La Torah quindi fa derivare Bavèl da balàl (confondere), ma questa semplice affinità fonetica non ha nulla a che fare con la vera origine del nome di Babilonia. In lingua sumera, Bavèl significa infatti “Porta di Dio”. Ciò ci riporta al già menzionato mito sulla fondazione della città mesopotamica da parte delle divinità, un mito che la Bibbia intende negare con forza. Collegare il nome di Babele al verbo confondere significa quindi deridere l’idolatria e screditare le leggende imposte dai sovrani babilonesi.

L’intento della Torah sta dunque nel metterci in guardia dal pericolo (ancora fortemente attuale) di una forzata omogeneità spacciata per armonia, e nel contrastare le pretese di chi vuole sopprimere le legittime differenze attraverso il proprio potere, come è sempre avvenuto in ogni dittatura totalitaria.

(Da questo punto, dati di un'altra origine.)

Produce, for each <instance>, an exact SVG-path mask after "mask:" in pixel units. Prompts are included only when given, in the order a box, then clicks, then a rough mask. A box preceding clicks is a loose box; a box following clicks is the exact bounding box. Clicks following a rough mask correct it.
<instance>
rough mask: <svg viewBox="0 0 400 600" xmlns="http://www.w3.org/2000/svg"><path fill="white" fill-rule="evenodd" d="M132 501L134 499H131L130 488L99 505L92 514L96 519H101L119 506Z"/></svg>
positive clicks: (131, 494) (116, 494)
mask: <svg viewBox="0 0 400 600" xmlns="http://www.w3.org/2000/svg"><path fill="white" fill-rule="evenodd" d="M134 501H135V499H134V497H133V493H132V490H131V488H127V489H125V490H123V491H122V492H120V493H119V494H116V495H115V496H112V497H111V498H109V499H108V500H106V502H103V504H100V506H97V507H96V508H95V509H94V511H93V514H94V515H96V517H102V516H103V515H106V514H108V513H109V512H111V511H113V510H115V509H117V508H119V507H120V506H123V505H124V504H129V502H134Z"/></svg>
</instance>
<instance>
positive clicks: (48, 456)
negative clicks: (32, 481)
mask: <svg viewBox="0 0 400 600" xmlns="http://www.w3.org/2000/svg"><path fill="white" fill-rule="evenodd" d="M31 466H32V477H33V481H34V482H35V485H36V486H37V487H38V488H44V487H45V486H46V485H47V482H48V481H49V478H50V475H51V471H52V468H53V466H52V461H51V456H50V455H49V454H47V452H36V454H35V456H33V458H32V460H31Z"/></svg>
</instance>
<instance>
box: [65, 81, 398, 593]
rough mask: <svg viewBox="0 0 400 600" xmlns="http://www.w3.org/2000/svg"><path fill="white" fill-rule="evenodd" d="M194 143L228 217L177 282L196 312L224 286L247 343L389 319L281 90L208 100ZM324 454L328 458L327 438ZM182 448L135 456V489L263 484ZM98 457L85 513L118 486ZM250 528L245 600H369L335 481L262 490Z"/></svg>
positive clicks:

Ma a tutto ciò si contrappone la promessa divina di un’epoca futura in cui l’umanità sarà davvero unita, non allo scopo di “farsi un nome” o di raggiungere il cielo con le proprie forze, ma spinta finalmente da intenti lodevoli e sinceri:
“Poiché allora darò ai popoli un linguaggio puro, affinché tutti invochino il Nome del Signore, per servirlo di comune accordo” (Sofonia 3:9).